Das Landesgericht verurteilte den Angeklagten nach dem § 134 Abs. 3 StGB. unter Bedachtnahme gemäß den §§ 31

und 40 StGB. auf das Urteil des Landesgerichtes für Strafsachen Wien vom 24.Februar 1981, GZ. 2 a Vr 5.070/80-61

(im Strafausspruch abgeändert durch das Urteil des Obersten Gerichtshofes vom 9.September 1981, GZ. 11 Os 130/81-8) zu einer (Zusatz-) Geldstrafe von 180 Tagessätzen zu je 70 S, für den Fall der Uneinbringlichkeit zu 90 Tagen Ersatzfreiheitsstrafe. Es wertete bei der Strafbemessung die zahlreichen einschlägigen, auch die Voraussetzungen des § 39 StGB. erfüllenden Vorstrafen des Angeklagten als erschwerend, das Geständnis und die objektive Schadensgutmachung als mildernd; es zog bei seinen Erwägungen zur Verhängung einer (primär angedrohten) Geldstrafe auch den Umstand in Betracht, daß die Tat schon jahrelang zurückliegt.

Der Berufung des Angeklagten, mit der er eine Herabsetzung der Zahl der Tagessätze und der Höhe des Tagessatzes, letzten Endes aber auch das Absehen von der Verhängung einer Zusatzstrafe anstrebt, kommt keine Berechtigung zu.
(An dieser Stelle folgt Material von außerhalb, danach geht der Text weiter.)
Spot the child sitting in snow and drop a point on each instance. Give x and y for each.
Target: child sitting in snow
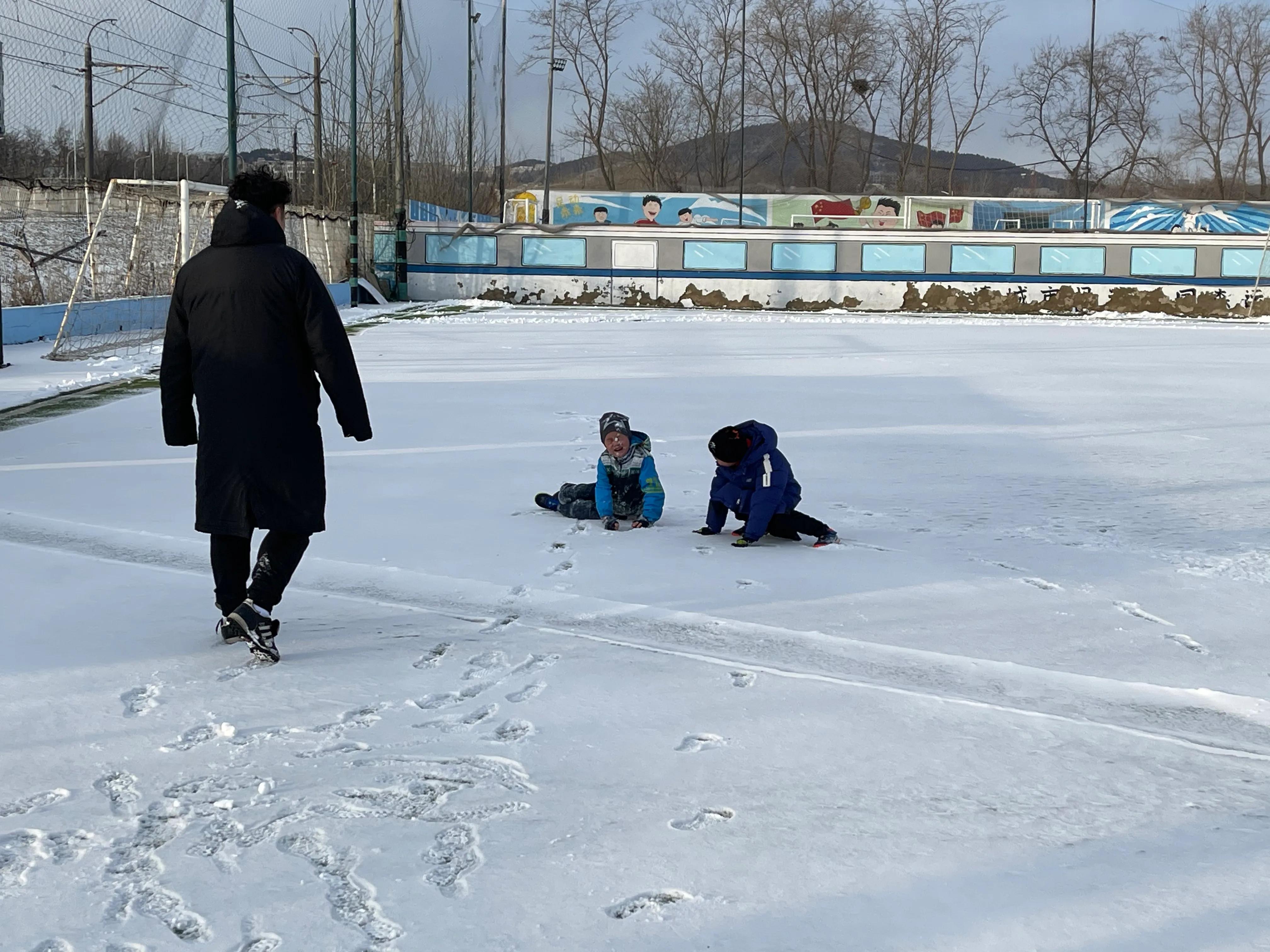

Das lange Zurückliegen der Tat, auf das die Verteidigung im Gerichtstag zur öffentlichen Verhandlung besonderen Wert legte, wurde vom Erstgericht - wie dargetan -

ohnedies nicht übergangen und dem Gewicht nach zutreffend als Strafzumessungskomponente berücksichtigt.

Das Strafausmaß jener Verurteilung, auf die bereits das Erstgericht Rücksicht nahm, wurde vom Obersten Gerichtshof in seiner oben erwähnten Rechtsmittelentscheidung den Besonderheiten der damals zur Beurteilung stehenden Tat entsprechend ausgemessen. Damit wird der Schuld- und Unrechtsgehalt der nun abgeurteilten Tat nicht abgegolten.

Die vom Erstgericht gewählte Strafe erscheint dem Obersten Gerichtshof maßvoll und dem Unrechtsgehalt der Tat und der Schuld des Täters entsprechend. Auch unter Beachtung einer weiteren, aus der vom Obersten Gerichtshof eingeholten Strafregisterauskunft ersichtlichen Verurteilung des Angeklagten vom 29.September 1982 (AZ. 16 U 1.448/82 des Strafbezirksgerichtes Wien) ist eine Herabsetzung des Strafausmaßes nicht am Platz.

Die Höhe des Tagessatzes, gegen die der Berufungswerber im übrigen konkret und fallbezogen nichts vorbrachte, wurde vom Erstgericht zutreffend bestimmt.

Auch der Berufung war somit ein Erfolg zu versagen. Die Kostenentscheidung ist in der im Spruch genannten Gesetzesstelle verankert.